Beyond absorption, unabsorbed iron in the gastrointestinal tract causes dose-dependent side effects. A meta-analysis of 43 trials encompassing 6,831 adult participants found that ferrous sulfate significantly increased the risk of gastrointestinal side effects compared to placebo, with constipation (12%), nausea (11%), and diarrhea (8%) among the most commonly reported symptoms [6]. GI adverse effects are consistently documented across oral iron formulations in the wider tolerability literature, and in athletes whose training already challenges the gastrointestinal tract, this tolerability problem is clinically significant and a common driver of non-adherence.
In practice, I see this frequently. Many of my patients report gastrointestinal side effects with oral iron, and for some, standard preparations are simply not tolerated. In these cases, I often recommend alternative formulations such as sucrosomial iron, which are available in Finland and tend to be better tolerated, although they are more expensive. I also encourage the use of dietary heme iron sources, such as red meat, although these alone are rarely sufficient in clinically significant deficiency.
The practical consequence is that a subset of athletes either cannot absorb adequate iron orally or cannot tolerate the dose required to correct a meaningful deficiency within a reasonable timeframe. This is often the point at which IV iron enters the conversation.
At the same time, I often find that patients view IV iron as a shortcut. I make it clear to my patients that it is not. While it can correct iron deficiency more rapidly, it does not address the underlying cause, and any benefit may be temporary if that cause is not identified and managed.
When IV Iron for Athletes Is Considered: Clinical Context and Variation
IV iron bypasses the gastrointestinal tract entirely, delivering iron directly into the bloodstream. This makes it highly effective when oral absorption is impaired or when correction is needed more rapidly than oral therapy allows.
Before listing the indications, one point deserves particular emphasis for athletes reading this: Finnish clinical practice generally applies the same medical criteria used in the general population, and low ferritin alone is not usually enough to justify IV iron.
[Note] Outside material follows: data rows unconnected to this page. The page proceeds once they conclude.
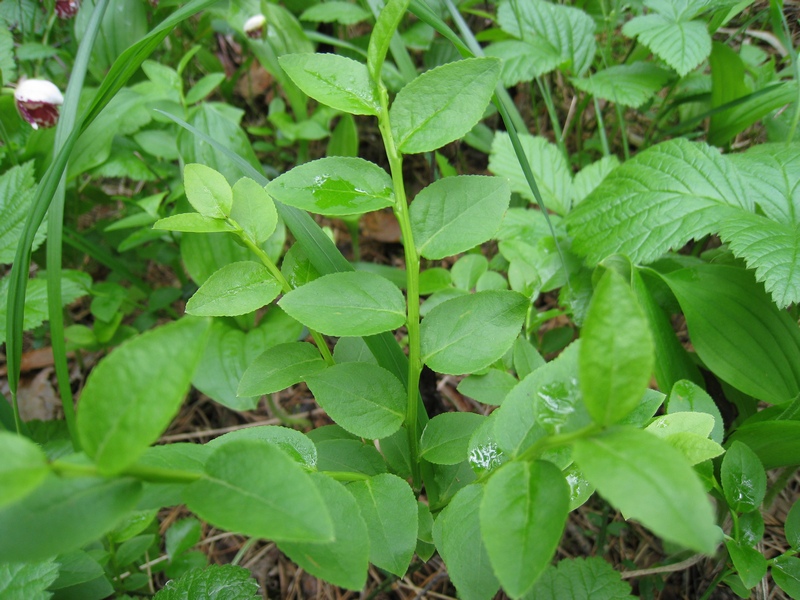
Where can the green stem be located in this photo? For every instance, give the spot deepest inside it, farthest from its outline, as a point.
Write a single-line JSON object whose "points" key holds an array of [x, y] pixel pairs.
{"points": [[412, 283]]}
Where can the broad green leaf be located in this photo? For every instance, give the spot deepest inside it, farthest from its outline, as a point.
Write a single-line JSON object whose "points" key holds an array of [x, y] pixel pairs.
{"points": [[253, 210], [339, 82], [193, 223], [23, 468], [738, 331], [627, 85], [489, 388], [236, 289], [569, 31], [27, 580], [365, 399], [457, 534], [751, 566], [660, 199], [468, 333], [207, 191], [442, 104], [132, 394], [553, 174], [294, 444], [581, 579], [743, 478], [345, 560], [389, 508], [681, 42], [523, 513], [347, 304], [769, 243], [445, 440], [64, 514], [252, 487], [226, 582], [334, 186], [280, 367], [16, 194], [455, 214], [335, 11], [616, 355], [650, 481]]}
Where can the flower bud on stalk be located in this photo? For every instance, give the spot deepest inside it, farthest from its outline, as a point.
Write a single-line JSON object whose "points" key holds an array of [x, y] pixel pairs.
{"points": [[38, 101], [254, 26], [66, 9]]}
There are no athlete-specific thresholds that lower the bar for infusion, regardless of training load, the ferritin targets used in sports science literature, or competitive calendar pressures. This reflects a deliberately conservative approach, as described in a Finnish expert review published in a national medical journal (Potilaan Lääkärilehti) by hematologists from major university hospitals (Tampere University Hospital and Oulu University Hospital): in otherwise healthy individuals with low ferritin but no anemia, oral iron is the appropriate treatment, and IV iron may be considered only exceptionally — particularly when ferritin is very low and oral treatment is not feasible or has clearly failed [7]. The same review explicitly warns that repeated IV iron on minimal indications can lead to harmful iron accumulation [7].
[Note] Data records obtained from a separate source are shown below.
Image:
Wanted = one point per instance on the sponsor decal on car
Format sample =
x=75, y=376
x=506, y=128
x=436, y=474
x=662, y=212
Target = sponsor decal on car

It is worth acknowledging that clinical practice varies internationally. Some sports medicine programs — particularly those working with elite national team athletes in other countries — use IV iron more liberally, with practitioners treating based on athlete-specific ferritin thresholds (for example, below 35–50 µg/L in distance runners) rather than general clinical cutoffs. This reflects a genuine tension between sports performance literature and population-based clinical guidelines.
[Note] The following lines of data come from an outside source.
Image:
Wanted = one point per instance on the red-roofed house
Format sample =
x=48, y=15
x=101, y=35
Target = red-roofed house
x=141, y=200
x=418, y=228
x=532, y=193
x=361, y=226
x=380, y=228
In Finland, however, medical practice in this area remains conservative. IV iron is not routinely used on the basis of ferritin thresholds alone, and such an approach is generally not accepted in either publicly funded or private healthcare settings. Clinicians are expected to adhere to established indications, and deviating from these without clear medical justification may raise regulatory concerns.
Understanding where your own ferritin actually stands relative to both general and athlete-specific thresholds is therefore essential; for a detailed breakdown of how to interpret ferritin in an athletic context, see Ferritin Levels for Athletes: Reasons Why “Normal” Isn’t Optimal. From a Finnish clinical standpoint, however, athletes should not expect an infusion simply because their ferritin sits below the performance-optimal zone suggested by sports scientists.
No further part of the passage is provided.